Há poucos dias fiquei boquiaberto com um
informe, supostamente
veiculado pela assessoria do Miss World. Ali
se justificou o injustificável – extinguiu-se a apresentação das aspirantes
ao título internacional em traje-biquíni. Um
retrocesso, para dizer o mínimo.
Em um mundo onde os direitos das mulheres
foram negados desde
tempos imemoriais é inconcebível um discurso dessa natureza, especialmente quando falamos em concursos
de beleza. Entre movimentos clandestinos e reprimidos à força, muitas vezes
tendo morte como punição e publicações anônimas, bravas mulheres entregaram-se à causa mais nobre, qual seja, serem
consideradas humanas e humanamente livres. Livres
para pensar, para trabalhar, para protestar, para governar. Não apenas livres
para viver sob jugo, fadadas em satisfazer os caprichos de seus maridos-donos.
Não apenas reprodutoras, cujo corpo era visto como um vetor para a perpetuação da espécie.

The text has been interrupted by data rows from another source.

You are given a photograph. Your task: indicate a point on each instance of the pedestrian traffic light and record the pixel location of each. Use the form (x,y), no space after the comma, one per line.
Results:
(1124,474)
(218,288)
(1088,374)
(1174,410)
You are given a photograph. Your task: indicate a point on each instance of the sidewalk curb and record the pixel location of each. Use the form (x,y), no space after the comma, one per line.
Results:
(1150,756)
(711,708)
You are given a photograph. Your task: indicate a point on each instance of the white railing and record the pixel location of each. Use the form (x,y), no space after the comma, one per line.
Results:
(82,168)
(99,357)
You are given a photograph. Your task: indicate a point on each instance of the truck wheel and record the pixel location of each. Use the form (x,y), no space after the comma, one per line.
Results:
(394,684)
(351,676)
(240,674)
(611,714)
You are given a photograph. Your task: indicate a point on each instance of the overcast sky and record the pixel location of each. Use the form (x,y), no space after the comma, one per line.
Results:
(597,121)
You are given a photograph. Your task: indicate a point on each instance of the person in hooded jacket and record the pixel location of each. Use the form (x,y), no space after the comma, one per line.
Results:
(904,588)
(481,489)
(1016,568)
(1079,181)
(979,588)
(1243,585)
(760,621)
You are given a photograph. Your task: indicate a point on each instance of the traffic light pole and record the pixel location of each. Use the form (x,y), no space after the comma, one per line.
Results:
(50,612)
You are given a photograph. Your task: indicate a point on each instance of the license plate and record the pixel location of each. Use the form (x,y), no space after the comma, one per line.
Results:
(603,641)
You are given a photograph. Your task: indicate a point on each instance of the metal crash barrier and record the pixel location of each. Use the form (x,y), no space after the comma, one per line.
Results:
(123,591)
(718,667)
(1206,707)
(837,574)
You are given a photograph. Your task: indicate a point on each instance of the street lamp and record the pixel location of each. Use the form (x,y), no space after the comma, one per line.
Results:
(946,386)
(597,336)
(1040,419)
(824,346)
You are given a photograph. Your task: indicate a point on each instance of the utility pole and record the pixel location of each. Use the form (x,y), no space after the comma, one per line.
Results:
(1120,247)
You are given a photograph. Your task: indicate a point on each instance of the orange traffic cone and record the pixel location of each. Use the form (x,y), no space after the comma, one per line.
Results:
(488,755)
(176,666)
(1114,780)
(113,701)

A luta de grandes mulheres (e homens também) resultou em tantas
mortes! No entanto, seus protestos
ecoaram mundo afora e hoje podemos afirmar que os direitos humanos que eram
negados às mulheres é uma realidade palpável. Obviamente, devemos considerar as diferenças culturais e costumeiras –
diferenças estas, em algumas nações,
ainda vetoras de desigualdade. Essa ideia de liberdade e direitos humanos
estendidos às mulheres sofre, por assim dizer, mutações culturais, locais e ideológicas. Em muitos casos não são
de tudo perniciosas.
Em nações livres as conquistas mostram-se
mais latentes e concretas. Noutro polo, ideologias, especialmente as religiões em nome de um
deus-pessoal, continuam a submetê-las a
uma existência vexatória e submissa ao extremo. E ninguém gostaria de viver
e permanecer num casulo se fosse capaz de conhecer o mundo como ele é e as oportunidades que ele nos proporciona. São
as radicais barreiras culturais, verdadeiros
paredões ideológicos que ainda aprisionam milhões de mulheres nos dias
atuais. Caso sejam indagadas elas
afirmarão que são felizes assim; ou por medo de reprimendas terrena ou
celestial ou por ignorância da existência
do mundo e de si mesmas.
E quando falamos em vetores, desde o século passado os concursos de
beleza têm, de maneira explícita ou inconscientemente, valorizado o discurso e os sacrifícios das precursoras da mulher livre. A exposição dessas jovens mulheres são para muitos, uma afronta, por isso a importância de se manter uma visão moderna. Foi à partir deles (sacrifícios) que as mulheres, em
muitas nações foram consideradas “sujeito de direito”, especialmente os
direitos humanos.
Lembremos que uma ramificação nesse amplo
emaranhado dos direitos
humanos está os direitos à
integridade e a autonomia dos corpos. Dos corpos, repita-se. Essa autonomia
predispõe algo mais amplo, a liberdade,
no Brasil um direito fundamental, constitucional e pétreo.
Os donatários
do Miss World dispõem de toda liberdade
para progredir ou retroceder; implementar ou enxugar sua forma avaliativa, mas,
suprimir, extinguir a etapa “biquíni” do
certame por considerá-la desrespeitosa ou lesiva à imagem das mulheres é um ato inconsequente, retrógrado e
autoritário. Lembremos da autonomia.
Novamente se está cerceando o direito
das mulheres sobre o próprio corpo, corpo este que cabe a cada uma decidir se mostra ou esconde.

A beleza para ter propósito precisa, antes de tudo, ser livre e envolta pelo respeito. É inconcebível
a ideia de que um desfile em traje de
banho desqualifica ou desrespeita uma mulher. O que assim o faz é entubá-las,
escondê-las em mantos, panos e capas e
mantê-las como bichos-de-estimação.
Em outras palavras, o MW fere o direito das mulheres e endossa o ato, ao curvar-se à prática doentia e radical das sociedades dominadas pela
truculência que ainda hoje aprisionam
seus homens e, principalmente, suas mulheres dentro de si mesmos.